We sympathize with this complaint. We would all like to network more, but of course we all have obligations to family and work that keep us from attending every party and participating in every online forum that we find interesting!
The primary remedy for this problem is effective time management. Imagine you were on the bus and saw someone throwing a dollar bill out the window once a minute. You would never do such a crazy thing, correct? However, that is exactly what you are doing if you are wasting time. If you do not relate to the degree of importance of even a single second, we suggest that you ask an Olympic sprinter about the value of even a hundredth of a second.
In the Seven Habits of Highly Effective People, Stephen Covey wrote about the difficulty of doing Type II activities, which which he defined as those activities which are important but not urgent. Networking is like exercising or doing your taxes; you can delay and procrastinate and postpone and reschedule, but in the long run the task must be done. The longer you wait, the more difficult the action becomes. As your waistline becomes flabbier, your Rolodex will grow skinnier.
B. I don’t know how to use the computer!
For 80% of our readers, this is a non-issue. You are already familiar with all of the terms and procedures in this book; nothing that we discuss here requires a particularly high level of computer literacy.
For the 20% of our readers who do not feel comfortable with our computers, we refer you to Carol Teten, who is rapidly approaching senior citizen status. Carol is one of the world’s leading experts in historical dance. A few years ago, she decided that she wanted to become computer literate. She hired a teenager in her neighborhood to tutor her for $10 per hour. With hard work and his help, she rapidly progressed from a computerphobe to woman who spends hours on the web running her successful and profitable online business, DanceTimePublications.com. We assure you that if someone with the handicap of little computer experience can reach that level of proficiency, then all of our readers can do the same.
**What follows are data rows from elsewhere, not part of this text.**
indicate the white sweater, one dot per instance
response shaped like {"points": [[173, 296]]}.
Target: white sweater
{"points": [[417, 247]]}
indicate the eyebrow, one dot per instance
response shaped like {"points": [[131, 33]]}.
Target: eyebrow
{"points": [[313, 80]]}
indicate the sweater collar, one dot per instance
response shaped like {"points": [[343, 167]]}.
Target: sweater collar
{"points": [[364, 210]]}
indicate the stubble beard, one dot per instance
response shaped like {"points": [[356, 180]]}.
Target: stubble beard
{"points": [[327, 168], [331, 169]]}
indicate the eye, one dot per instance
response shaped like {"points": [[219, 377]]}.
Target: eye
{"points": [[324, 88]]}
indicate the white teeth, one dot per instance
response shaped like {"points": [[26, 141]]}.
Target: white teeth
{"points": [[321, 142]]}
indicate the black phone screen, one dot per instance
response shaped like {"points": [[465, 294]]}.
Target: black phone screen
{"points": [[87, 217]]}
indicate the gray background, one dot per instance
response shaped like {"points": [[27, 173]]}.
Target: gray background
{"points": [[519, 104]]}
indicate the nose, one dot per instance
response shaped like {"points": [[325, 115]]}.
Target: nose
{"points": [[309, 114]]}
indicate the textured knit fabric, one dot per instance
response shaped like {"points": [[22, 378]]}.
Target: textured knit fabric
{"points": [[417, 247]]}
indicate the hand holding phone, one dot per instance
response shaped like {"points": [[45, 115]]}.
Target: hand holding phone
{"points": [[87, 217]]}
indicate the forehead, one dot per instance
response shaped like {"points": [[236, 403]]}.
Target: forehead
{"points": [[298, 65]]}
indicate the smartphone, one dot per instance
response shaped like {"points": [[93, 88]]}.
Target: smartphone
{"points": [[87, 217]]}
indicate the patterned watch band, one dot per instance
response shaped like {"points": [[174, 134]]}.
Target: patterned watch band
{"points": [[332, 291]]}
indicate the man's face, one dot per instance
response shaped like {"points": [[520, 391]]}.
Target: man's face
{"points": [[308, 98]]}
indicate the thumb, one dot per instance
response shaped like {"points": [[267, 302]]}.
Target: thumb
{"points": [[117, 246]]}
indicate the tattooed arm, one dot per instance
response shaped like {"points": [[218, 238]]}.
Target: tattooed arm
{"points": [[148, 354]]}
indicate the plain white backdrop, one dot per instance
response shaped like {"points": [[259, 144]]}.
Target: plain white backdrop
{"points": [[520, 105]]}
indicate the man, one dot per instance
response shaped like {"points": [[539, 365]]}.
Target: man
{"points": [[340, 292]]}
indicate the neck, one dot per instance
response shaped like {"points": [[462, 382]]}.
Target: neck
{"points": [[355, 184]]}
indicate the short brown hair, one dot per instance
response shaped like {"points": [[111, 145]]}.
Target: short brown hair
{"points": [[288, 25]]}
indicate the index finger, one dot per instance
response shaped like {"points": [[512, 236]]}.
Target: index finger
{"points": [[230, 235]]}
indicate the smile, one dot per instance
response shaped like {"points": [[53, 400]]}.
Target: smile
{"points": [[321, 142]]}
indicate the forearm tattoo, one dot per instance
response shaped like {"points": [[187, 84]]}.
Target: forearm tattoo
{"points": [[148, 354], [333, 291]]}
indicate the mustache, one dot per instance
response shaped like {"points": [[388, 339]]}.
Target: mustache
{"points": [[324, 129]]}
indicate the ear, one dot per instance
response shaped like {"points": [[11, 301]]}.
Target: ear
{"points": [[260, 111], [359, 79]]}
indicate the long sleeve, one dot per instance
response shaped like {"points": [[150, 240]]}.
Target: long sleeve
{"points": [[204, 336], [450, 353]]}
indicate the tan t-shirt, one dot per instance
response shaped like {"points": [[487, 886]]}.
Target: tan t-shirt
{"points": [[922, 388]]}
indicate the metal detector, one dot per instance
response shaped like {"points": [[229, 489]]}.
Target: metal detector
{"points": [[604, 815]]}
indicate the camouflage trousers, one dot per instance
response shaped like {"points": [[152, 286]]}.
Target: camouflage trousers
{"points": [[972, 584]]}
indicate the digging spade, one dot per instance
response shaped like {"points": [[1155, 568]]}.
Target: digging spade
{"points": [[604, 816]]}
C. I don’t have the money!
One of the biggest advantages of online business networking is that it can be exceptionally cheap. You can rapidly become a highly visible online networker for under $20/month by following the tips and principles we advocate at TheVirtualHandshake.com.
D. Not sufficiently extroverted
Many people are hesitant to become aggressive offline networkers because they complain that they are not extroverted enough. However, part of the beauty of online networking is that it is very easy for people who are nervous around crowds, or not particularly articulate, to become highly effective networkers.